2024 | Skripsi | Ilmu Hubungan Internasional
Perkembangan masif yang dialami perdagangan global memperluas praktik Global Value Chain (GVC) dan memungkinkan keterlibatan semua pihak dalam aktivitas produksi global. Produksi tak lagi diwajibkan dalam bentuk barang jadi, melainkan barang mentah dan setengah jadi. Namun, dalam praktiknya, arsitektur GVC memberi ruang bagi eksploitasi mereka yang berada di tier terbawah rantai produksi. Dari kondisi ini, lahirlah Social Upgrading sebagai penawar arsitektur GVC demi memastikan pemenuhan hak-hak pekerja.
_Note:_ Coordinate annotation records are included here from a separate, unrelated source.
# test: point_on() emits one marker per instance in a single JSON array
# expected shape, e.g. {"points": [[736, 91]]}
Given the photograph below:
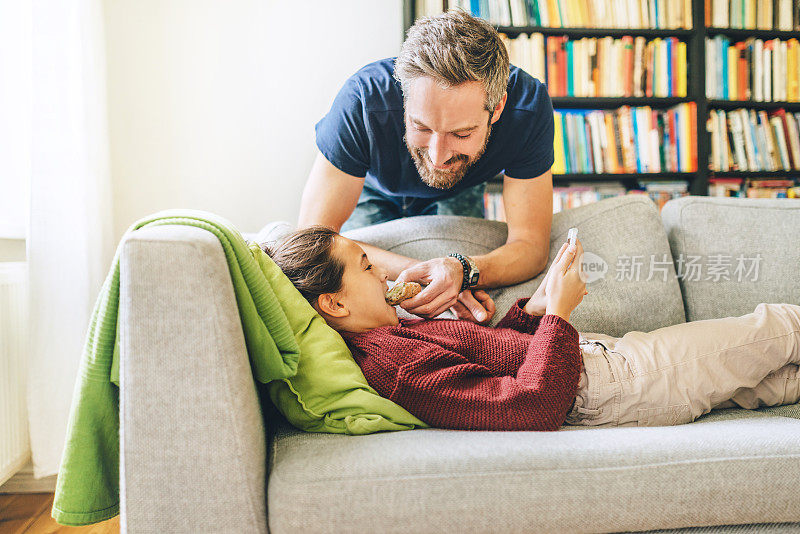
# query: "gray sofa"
{"points": [[196, 455]]}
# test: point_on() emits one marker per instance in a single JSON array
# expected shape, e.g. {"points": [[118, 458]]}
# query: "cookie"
{"points": [[402, 291]]}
Inilah yang dilakukan Starbucks dalam bisnis kopi globalnya, ia memasok kopi dari “The Coffee Belt” seluruh penjuru dunia dan didukung oleh program praktik Coffee and Farmer Equity (C.A.F.E) miliknya. Program ini adalah program sertifikasi wajib bagi para pemasok Starbucks di bawah naungan Corporate Social Responsibility (CSR)-nya. Lebih lanjut, program ini bertujuan untuk memastikan proses sourcing kopi yang etis dan berkelanjutan bagi para petani dan komunitasnya. Di Indonesia, salah satu pemasok langsung Starbucks adalah Koperasi Baitul Qiradh Baburrayyan (KBQB). Melalui kacamata Social Upgrading, tulisan ini menemukan bahwa praktik C.A.F.E Starbucks di Gayo, Aceh telah terlaksana dengan berbagai catatan di KBQB sesuai dengan koridor-koridor indikator Social Upgrading. Namun demikian, evaluasi ini rupanya membongkar kekurangan multifasat yang ada dalam konsep Social Upgrading itu sendiri.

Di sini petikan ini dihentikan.